Laszlo is looking for his forever home! If you are interested in adopting Laszlo, fill out an application at Southeast German Shepherd Rescue.

Post-snow play

It snowed Sunday morning, but by the time Pyrrha had her friends over, the snow had melted and left a pleasantly chilly sludge. But the dogs, clearly, did not mind.

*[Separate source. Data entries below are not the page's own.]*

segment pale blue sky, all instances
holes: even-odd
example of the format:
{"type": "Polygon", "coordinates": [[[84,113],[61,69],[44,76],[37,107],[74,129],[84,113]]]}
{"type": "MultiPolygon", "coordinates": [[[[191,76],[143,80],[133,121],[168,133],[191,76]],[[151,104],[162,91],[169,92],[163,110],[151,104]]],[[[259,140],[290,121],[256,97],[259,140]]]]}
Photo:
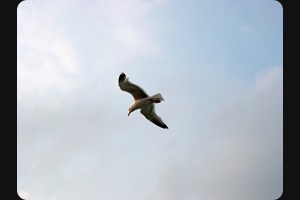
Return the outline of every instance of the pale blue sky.
{"type": "Polygon", "coordinates": [[[282,7],[273,0],[26,0],[18,194],[240,200],[282,193],[282,7]],[[165,101],[135,111],[124,72],[165,101]]]}

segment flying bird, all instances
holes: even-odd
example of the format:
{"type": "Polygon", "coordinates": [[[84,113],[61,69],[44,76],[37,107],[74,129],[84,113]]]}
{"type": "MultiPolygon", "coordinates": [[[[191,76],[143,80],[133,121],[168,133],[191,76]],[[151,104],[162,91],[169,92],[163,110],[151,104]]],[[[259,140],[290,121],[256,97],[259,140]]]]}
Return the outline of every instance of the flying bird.
{"type": "Polygon", "coordinates": [[[121,73],[119,76],[119,86],[121,90],[130,93],[133,98],[134,102],[129,107],[129,113],[137,109],[141,109],[141,113],[152,123],[156,124],[157,126],[168,129],[168,126],[162,121],[162,119],[155,113],[155,103],[160,103],[163,101],[163,97],[160,93],[157,93],[153,96],[149,96],[141,87],[131,83],[129,78],[126,78],[124,73],[121,73]]]}

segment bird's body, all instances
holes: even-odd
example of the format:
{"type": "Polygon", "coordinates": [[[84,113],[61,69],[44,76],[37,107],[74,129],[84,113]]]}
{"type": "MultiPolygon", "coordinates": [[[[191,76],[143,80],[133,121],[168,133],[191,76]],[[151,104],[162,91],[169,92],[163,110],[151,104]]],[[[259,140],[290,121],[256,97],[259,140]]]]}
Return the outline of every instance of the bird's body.
{"type": "Polygon", "coordinates": [[[153,96],[149,96],[142,88],[139,86],[131,83],[129,78],[126,78],[124,73],[120,74],[119,76],[119,87],[121,90],[130,93],[133,98],[134,102],[129,107],[129,113],[141,109],[141,113],[152,123],[156,124],[161,128],[167,129],[168,126],[162,121],[162,119],[155,113],[154,103],[160,103],[163,101],[163,97],[160,93],[157,93],[153,96]]]}

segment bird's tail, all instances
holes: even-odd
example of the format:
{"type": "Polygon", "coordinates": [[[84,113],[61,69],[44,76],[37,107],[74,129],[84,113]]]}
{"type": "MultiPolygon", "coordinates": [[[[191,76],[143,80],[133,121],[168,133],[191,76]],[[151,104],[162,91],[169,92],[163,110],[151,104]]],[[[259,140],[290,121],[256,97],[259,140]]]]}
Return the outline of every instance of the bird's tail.
{"type": "Polygon", "coordinates": [[[151,99],[153,100],[154,103],[160,103],[161,101],[164,100],[164,98],[161,96],[160,93],[157,93],[157,94],[153,95],[151,97],[151,99]]]}

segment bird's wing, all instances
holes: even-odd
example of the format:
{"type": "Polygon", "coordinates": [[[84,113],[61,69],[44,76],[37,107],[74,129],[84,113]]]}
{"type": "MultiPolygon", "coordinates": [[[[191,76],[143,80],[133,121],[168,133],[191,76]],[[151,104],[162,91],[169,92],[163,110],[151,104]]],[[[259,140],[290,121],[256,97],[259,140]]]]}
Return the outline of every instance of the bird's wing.
{"type": "Polygon", "coordinates": [[[162,119],[155,113],[154,104],[149,104],[141,109],[141,113],[152,123],[161,128],[168,129],[168,126],[162,121],[162,119]]]}
{"type": "Polygon", "coordinates": [[[131,83],[124,73],[119,76],[119,86],[121,90],[129,92],[135,100],[148,97],[148,94],[139,86],[131,83]]]}

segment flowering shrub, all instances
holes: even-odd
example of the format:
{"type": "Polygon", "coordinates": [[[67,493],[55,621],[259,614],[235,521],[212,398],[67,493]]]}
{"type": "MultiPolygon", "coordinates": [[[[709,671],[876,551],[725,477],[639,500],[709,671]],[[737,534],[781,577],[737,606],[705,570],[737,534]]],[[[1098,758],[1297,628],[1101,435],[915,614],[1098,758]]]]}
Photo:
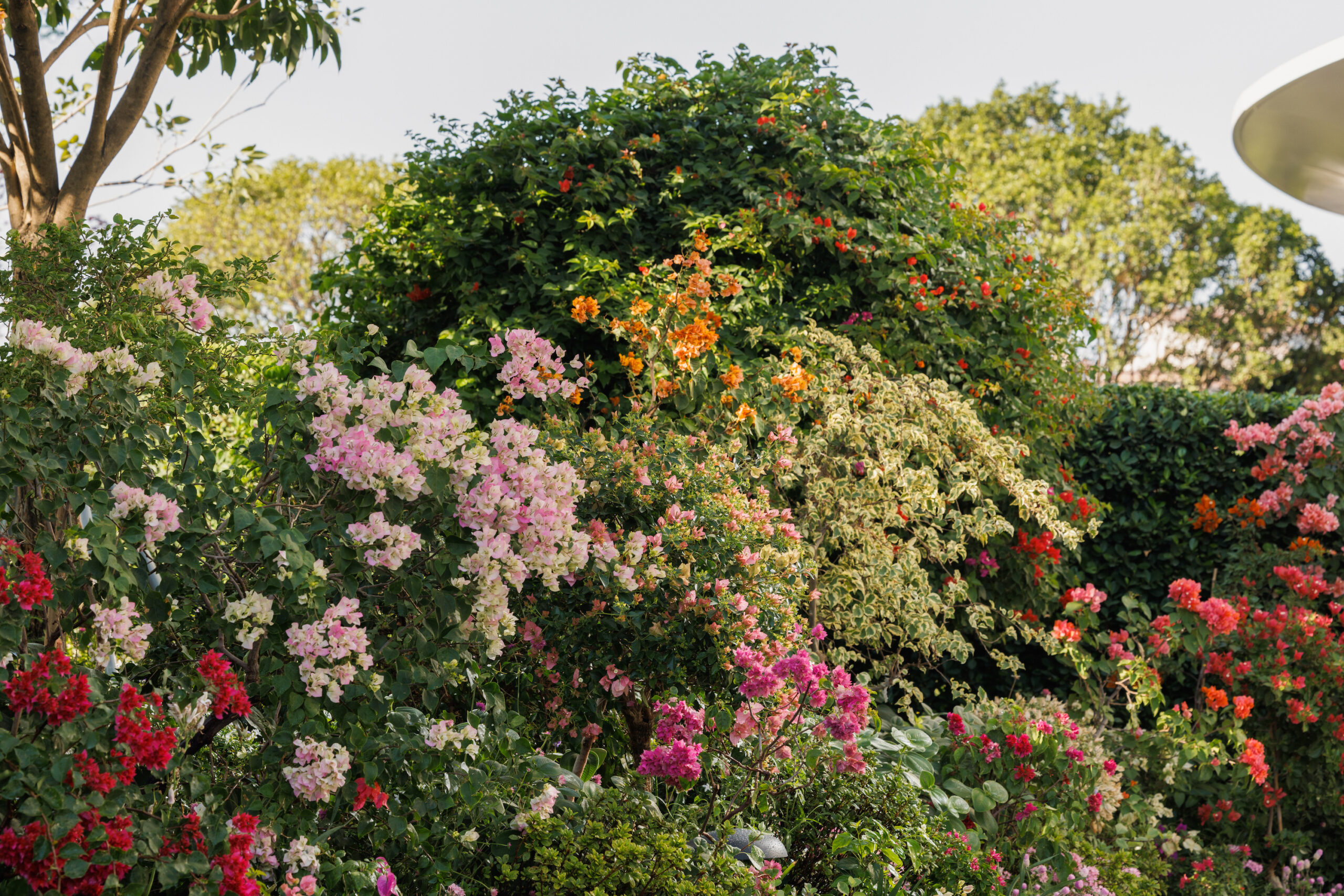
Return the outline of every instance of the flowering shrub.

Dear Heath showed up first, followed shortly by Loki, who is now HUGE (probably 80 lbs.). Do you remember when he was just the little guy?

Do I have to go home?

Loki is not so tiny anymore

The boys are back in town

Sniffs

Heath and Loki

It’s usually just a blur of color-coordinated fur.

Happy puppy faces

Big bundle of color-coordinated fur

Trio

Our new addition was baby Nell-abell, our neighbors’ sweet, three-month-old puppy. She is the most confident, spunky little thing I have ever seen! Here is the pack checking her out, with great interest:

New girl in the yard

I was worried that she was going to be scared by all of the big dogs, but she really held her own and jumped right in there with them. She was also especially adept at ducking and avoiding collisions when the chase games got a little crazy. She is a smart girl with a great personality. I mean, look at this face! So funny.

Nell's face!

Nell-abell particularly hit it off with Loki. The pair were an absolute delight to watch: the biggest dog and the smallest dog in the yard, utterly smitten with each other.

Nell-abell and Loki

Love between Loki and Nell

Love between Loki and Nell

Love between Loki and Nell

Roland also came by at the end. He is perfect for wearing Pyrrha out, as their favorite play method with each other is a frenzied game of tag around and around.

Roland checks out Nell

Pyrrha was certainly worn out after two hours of play! That was the goal, after all. (Pyrrha also did better with the puppy than I thought she was going to do. She wasn’t as gentle with Nell-abell as Loki, but she did seem to temper her behavior to Nell’s size and age, which was heartening for when we go meet Georgia in a few weeks.)

Wiped out after the play-date

Looking forward to more play-dates and continuing to grow her circle of friends!